I'm trying to extract the reads that align to a specific region, extract only those reads to two fastq files, one for each pair. Unfortunately, I am getting a different number of reads in both fastq files because some of the reads in file.1.fq
are not in file.2.fq
.
Based on the answer to this question (Why number of #read1 and #read2 is different in samtools flagstat output?) I've tried subsetting my bam file as follows:
samtools view -bh -F 2048 TCGA_bam.bam chr1:200500500-202500000 chr2:200500500-202500000 > subset_bam.bam
when running samtools flagstat subset_bam.bam
on the output file, the number of reads for read1 and read2 do not match. However, I've managed to make them match by 1) sorting by read name and 2) running samtools fixmate.
I've also tried different flags in samtools view including
-f 3 -F 3080
-f 2 -F 3080
-f 2 -F 3080
-F 3072
(there may be a few others). However, in each case, after converting subset_bam.bam
with samtools fastq
the number of reads in the fastq's derived from subset_bam.bam
do not match. For example:
$ echo $(cat subset.1.fastq | wc -l)/4 | bc
20057
$ echo $(cat subset.2.fastq | wc -l)/4 | bc
19991
I've also extracted the reads from the original bam file into two fastq's. However, at this stage they have the same number of reads:
$ echo $(cat full_file.1.fq | wc -l)/4 | bc
223500494
$ echo $(cat full_file.2.fq | wc -l)/4 | bc
223500494
So this does not appear to be an issue with the input data, but rather is related to subsetting.

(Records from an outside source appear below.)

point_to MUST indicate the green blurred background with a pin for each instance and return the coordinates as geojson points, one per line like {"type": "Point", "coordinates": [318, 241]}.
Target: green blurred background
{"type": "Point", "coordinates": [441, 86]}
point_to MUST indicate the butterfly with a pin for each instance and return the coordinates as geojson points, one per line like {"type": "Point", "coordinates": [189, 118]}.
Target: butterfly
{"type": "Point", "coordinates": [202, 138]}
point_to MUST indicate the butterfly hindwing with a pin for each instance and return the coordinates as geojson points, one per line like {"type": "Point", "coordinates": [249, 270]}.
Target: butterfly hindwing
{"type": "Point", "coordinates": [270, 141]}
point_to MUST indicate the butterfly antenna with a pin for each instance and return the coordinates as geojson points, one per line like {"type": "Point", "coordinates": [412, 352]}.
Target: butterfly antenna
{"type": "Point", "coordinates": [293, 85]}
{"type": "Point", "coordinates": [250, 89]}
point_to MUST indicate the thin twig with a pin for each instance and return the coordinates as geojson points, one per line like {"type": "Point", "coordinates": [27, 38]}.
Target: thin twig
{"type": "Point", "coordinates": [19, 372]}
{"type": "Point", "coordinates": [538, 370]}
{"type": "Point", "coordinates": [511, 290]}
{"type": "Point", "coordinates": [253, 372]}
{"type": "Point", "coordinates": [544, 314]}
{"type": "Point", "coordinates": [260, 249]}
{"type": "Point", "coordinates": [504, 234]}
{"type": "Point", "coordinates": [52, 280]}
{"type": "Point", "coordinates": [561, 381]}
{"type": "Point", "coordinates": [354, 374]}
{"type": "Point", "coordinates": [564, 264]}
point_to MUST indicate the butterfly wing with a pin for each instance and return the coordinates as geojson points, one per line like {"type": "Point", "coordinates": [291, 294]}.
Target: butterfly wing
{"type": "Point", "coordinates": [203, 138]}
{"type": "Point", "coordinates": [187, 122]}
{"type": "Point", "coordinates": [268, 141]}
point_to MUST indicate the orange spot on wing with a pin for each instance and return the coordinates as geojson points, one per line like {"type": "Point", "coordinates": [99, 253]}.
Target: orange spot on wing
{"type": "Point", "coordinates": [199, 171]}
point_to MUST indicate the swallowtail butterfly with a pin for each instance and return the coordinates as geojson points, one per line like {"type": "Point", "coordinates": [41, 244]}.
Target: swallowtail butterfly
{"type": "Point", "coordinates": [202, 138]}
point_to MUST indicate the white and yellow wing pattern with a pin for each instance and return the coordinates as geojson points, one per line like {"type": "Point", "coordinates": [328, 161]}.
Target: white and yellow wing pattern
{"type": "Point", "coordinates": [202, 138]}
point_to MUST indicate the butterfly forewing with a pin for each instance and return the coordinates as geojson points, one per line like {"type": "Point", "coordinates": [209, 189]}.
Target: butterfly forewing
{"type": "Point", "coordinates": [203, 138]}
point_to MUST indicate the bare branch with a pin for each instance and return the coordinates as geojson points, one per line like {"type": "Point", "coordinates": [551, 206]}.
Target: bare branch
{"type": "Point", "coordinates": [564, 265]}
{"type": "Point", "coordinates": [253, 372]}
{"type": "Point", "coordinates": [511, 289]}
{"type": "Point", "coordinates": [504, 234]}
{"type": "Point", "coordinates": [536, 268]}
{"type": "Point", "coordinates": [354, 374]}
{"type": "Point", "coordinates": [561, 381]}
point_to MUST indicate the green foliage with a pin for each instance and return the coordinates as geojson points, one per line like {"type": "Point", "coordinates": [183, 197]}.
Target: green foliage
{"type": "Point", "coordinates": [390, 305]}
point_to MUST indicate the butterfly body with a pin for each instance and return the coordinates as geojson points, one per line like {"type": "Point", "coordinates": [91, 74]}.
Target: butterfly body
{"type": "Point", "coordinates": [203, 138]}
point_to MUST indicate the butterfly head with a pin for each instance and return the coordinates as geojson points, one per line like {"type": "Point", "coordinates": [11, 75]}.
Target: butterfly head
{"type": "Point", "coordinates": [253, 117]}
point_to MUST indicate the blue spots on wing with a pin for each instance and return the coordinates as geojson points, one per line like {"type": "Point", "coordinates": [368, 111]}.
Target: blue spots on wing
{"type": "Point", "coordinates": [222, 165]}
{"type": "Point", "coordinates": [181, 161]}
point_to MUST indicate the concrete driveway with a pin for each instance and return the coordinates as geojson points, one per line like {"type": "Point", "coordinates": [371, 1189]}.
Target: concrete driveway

How can I extract reads that fall into a specific region, convert to fastq and ensure I have the same number of reads in each fastq?
you should use -F 2304 , not just -F 2048 , to remove secondary alignments. https://broadinstitute.github.io/picard/explain-flags.html
Hi Pierre, thanks for the suggestion. I've just tried it again with
-F 2304
and unfortunately I'm getting the same issue: 30205 for my first fq file and 30071 for my second file. Any idea what is going on?